Commedia dell’arte, disegno interno, et les discordia concors
Des corollaires importants existent entre le disegno interno, qui a remplacé le disegno esterno (design externe) dans la peinture maniériste. Cette notion de projeter une vision profondément subjective comme substitut de la nature ou des principes établis (perspective, par exemple), par essence, l’emphase de l’objet sur son sujet, mettant désormais l’accent sur l’exécution, les démonstrations de virtuosité ou techniques uniques.

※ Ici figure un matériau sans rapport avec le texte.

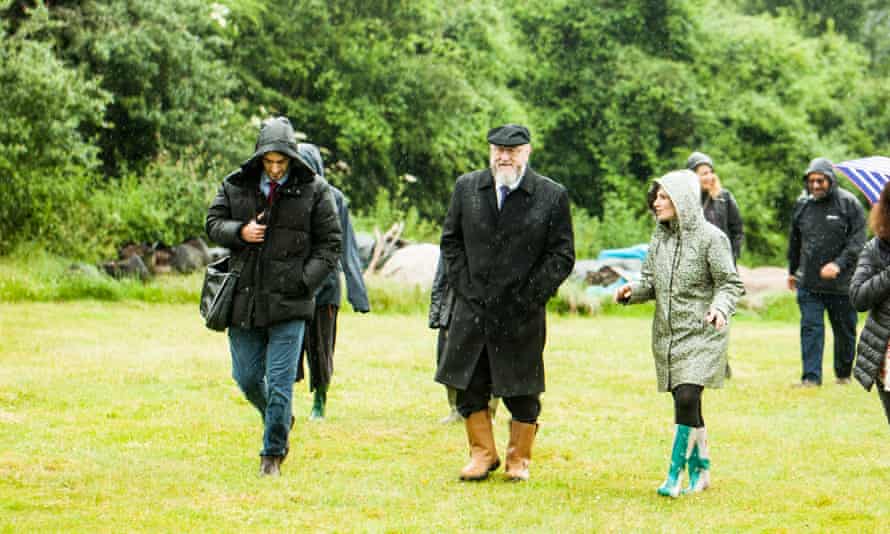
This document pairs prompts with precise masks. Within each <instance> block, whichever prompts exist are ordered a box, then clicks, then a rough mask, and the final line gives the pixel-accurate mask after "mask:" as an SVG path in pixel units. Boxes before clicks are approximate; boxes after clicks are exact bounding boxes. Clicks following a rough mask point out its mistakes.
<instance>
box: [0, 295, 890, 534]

Cette vision intérieure est au cœur de la performance de la commedia. Par exemple, au moment de l’improvisation, l’acteur exprime sa virtuosité sans tenir compte des limites formelles, du décorum, de l’unité ou du texte. Arlecchino est devenu emblématique de la discordia maniériste concordia (l’union des contraires), à un moment il serait gentil et gentil, puis, sur un dixième, devenait un voleur agissant violemment avec sa batte. Arlecchino pourrait être gracieux dans le mouvement, seulement dans le prochain temps, pour trébucher maladroitement sur ses pieds. Libéré des règles extérieures, l’acteur a célébré l’évanescence du moment; de la façon dont Cellini éblouirait ses clients en drapant ses sculptures, en les dévoilant avec des effets d’éclairage et un sens du merveilleux. La présentation de l’objet est devenue aussi importante que l’objet lui-même.

Néo-maniérisme
Selon le critique d’art Jerry Saltz, le «néo-maniérisme» (le nouveau maniérisme) fait partie des clichés qui «réduisent la vie hors du monde de l’art». Le néo-maniérisme décrit l’art du 21ème siècle qui est produit par des étudiants dont les professeurs académiques « les ont effrayés d’être agréablement doux, imitatifs et ordinaires ».